2023-08-18China WFOE Registration Guide (1) - Main Features of a Wholly Foreign Owned Enterprise
- Language
The official language is Chinese.
- Currency
The official currency is Renminbi (RMB) which is officially pegged to a basket of major currencies. The transaction price of RMB against US dollar depends on the foreign exchange market.
- Exchange Control
Yes.
- Legal System
Chinese law.
II. Major Features
- Type of Company Commonly used by foreign investors
Limited Liability Company (LLC), a Company type generally referred to as a Wholly Foreign Owned Enterprise (WFOE). The Wholly Foreign Owned Enterprise (WFOE, also known as Wholly Owned Foreign Enterprises, WOFEs) is a Limited liability company wholly owned by the foreign investor(s). In China, WFOEs were originally conceived for encouraged manufacturing activities that were either export orientated or introduced advanced technology. However, with China’s entry into the WTO, these conditions were gradually abolished and the WFOE is increasingly being used for service providers such as a variety of consulting and management services, software development and trading as well.
- Governing Laws
(a) Company Law of the People’s Republic of China;
(b) Foreign Investment Law of the People’s Republic of China (This Law comes into force on January 1, 2020.);
(c) Regulations on the Implementation of the Foreign Investment Law of the People’s Republic of China (This Law comes into force on January 1, 2020.).
- Restrictions on Trading
Wholly Foreign Owned Enterprises could only engage in those business activities (business scope section) stated in the Articles of Association. Any amendments to the business scope require further application and approval. The scope of business of the company shall be stipulated in the articles of association and registered in accordance with the law. A company may amend its articles of association and change its business scope, but it shall go through the registration of alteration. The business scope of the company shall be subject to approval in accordance with laws and administrative regulations.
- Power of Company
Wholly Foreign Owned Enterprises shall, upon approval by the registration authority, obtain a business license and obtain the status of a legal person. Its lawful rights and interests shall be protected by Chinese law.

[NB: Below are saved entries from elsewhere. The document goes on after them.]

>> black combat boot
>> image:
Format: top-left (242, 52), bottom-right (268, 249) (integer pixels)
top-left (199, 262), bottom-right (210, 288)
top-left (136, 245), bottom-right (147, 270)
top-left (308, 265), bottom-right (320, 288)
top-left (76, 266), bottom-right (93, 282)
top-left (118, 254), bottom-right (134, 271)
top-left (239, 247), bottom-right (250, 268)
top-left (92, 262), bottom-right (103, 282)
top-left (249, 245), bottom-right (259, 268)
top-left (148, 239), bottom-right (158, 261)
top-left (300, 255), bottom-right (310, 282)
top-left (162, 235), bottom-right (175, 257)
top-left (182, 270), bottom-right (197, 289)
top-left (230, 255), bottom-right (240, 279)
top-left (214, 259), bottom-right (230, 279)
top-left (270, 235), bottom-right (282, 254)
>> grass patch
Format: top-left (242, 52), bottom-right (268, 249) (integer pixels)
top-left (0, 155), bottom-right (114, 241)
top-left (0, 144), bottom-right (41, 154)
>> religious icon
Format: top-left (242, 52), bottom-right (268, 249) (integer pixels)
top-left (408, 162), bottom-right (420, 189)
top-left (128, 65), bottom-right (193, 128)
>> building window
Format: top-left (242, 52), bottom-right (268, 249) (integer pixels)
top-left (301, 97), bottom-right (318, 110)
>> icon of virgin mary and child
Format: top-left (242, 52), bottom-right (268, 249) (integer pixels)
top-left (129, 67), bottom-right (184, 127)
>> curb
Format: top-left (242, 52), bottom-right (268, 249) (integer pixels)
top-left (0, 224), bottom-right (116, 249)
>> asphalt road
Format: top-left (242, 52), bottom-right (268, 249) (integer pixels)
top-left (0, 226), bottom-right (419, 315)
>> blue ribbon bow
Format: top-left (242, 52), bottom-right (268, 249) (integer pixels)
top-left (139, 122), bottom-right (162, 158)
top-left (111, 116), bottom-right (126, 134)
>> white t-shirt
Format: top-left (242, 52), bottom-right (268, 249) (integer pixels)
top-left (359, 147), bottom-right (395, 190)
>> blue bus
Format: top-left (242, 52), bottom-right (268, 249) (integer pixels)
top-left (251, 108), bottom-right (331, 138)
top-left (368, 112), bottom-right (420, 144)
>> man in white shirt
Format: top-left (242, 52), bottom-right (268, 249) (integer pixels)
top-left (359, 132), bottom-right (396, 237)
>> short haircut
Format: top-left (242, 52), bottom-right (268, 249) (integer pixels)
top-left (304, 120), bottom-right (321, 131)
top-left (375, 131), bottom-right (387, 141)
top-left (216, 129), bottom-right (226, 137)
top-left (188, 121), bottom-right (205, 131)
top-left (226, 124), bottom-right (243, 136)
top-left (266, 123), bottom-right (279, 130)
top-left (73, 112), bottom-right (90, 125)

- Language of Legislation and Corporate Documents
Legislation in Chinese. Corporate documents could only be prepared in Chinese.
- Name Approval Required
Pre-approval is required for use of a name. It is possible to reserve a name of a proposed WFOE by as long as six months. It is essential to check that there is no similar or identical name on the register, which would prevent the company being incorporated.
- Disclosure of Beneficial Ownership to Authorities
Yes.
- Subscribed and paid-up registered capital
For the WFOE, there is no minimum registered capital requirement except as otherwise stipulated by laws and administrative regulations. The registered capital shall be the capital contribution subscribed by all shareholders. Shareholders shall pay their respective capital contributions in full and on schedule as stipulated in the articles of association.
See Also: Foreign Invested Enterprsies Total Investment and Registered Capital
- Shareholders
A minimum of one shareholder is required whose details are filed on the local Administration for Market Regulation. Corporate shareholders are permitted. The shareholders can be of any nationality except Chinese and be resident anywhere except China and meetings can take place anywhere.
- Director/Board of Directors
A wholly Foreign Owned Enterprise requires a minimum of one director and full details of these must be filed with the Administration for Market Regulation. The director(s) is(are) appointed by the shareholder(s) of the WFOE. If there is only one director appointed, then the sole director is the executive director of the WFOE. The director can be of any nationality and be resident anywhere. A director may be of any nationality and may reside anywhere. A legal person may not act as a director. Board meetings can be held anywhere.
If the investor(s) decide(s) to set up a board of directors for the new WFOE, then the minimum number of directors are 3 and the maximum are 13. A person who holds the office of director could not at the same time act as Supervisor.
- Supervisor/Board of Supervisors
A WFOE is required by the Company Law of the People’s Republic of China to appoint at least one Supervisor. The supervisor can be of any nationality and be resident anywhere. Directors and senior management personnel shall not concurrently serve as Supervisors.
- Company Secretary
Not required.
- Registered Office/Business Address
A company must maintain a business address in China where the correspondence from Chinese Government can be served and business is carried out. The registered address must be for commercial use. In some areas, virtual offices usually cannot be used as registered address.
- Annual Reporting
According to the provisions of the Company Law of the People’s Republic of China, a company shall prepare financial and accounting reports at the end of each accounting year and shall be audited by an accounting firm in accordance with the law. Audited financial statements are not available to the public or foreign authorities, except for those of listed companies. After the establishment of the company, Kaizen can provide a full range of compliances service, such as accounting, tax declaration, audit, etc.
- Terms and Termination
In China, there is no clear limit on the period of operation. The common period is 15 to 30 years, and in some regions, companies can apply for long-term operation.
The WFOE may be terminated under certain conditions. For example, the inability of the WFOE to operate due to heavy losses, or in the occurrence of an event of force majeure, etc.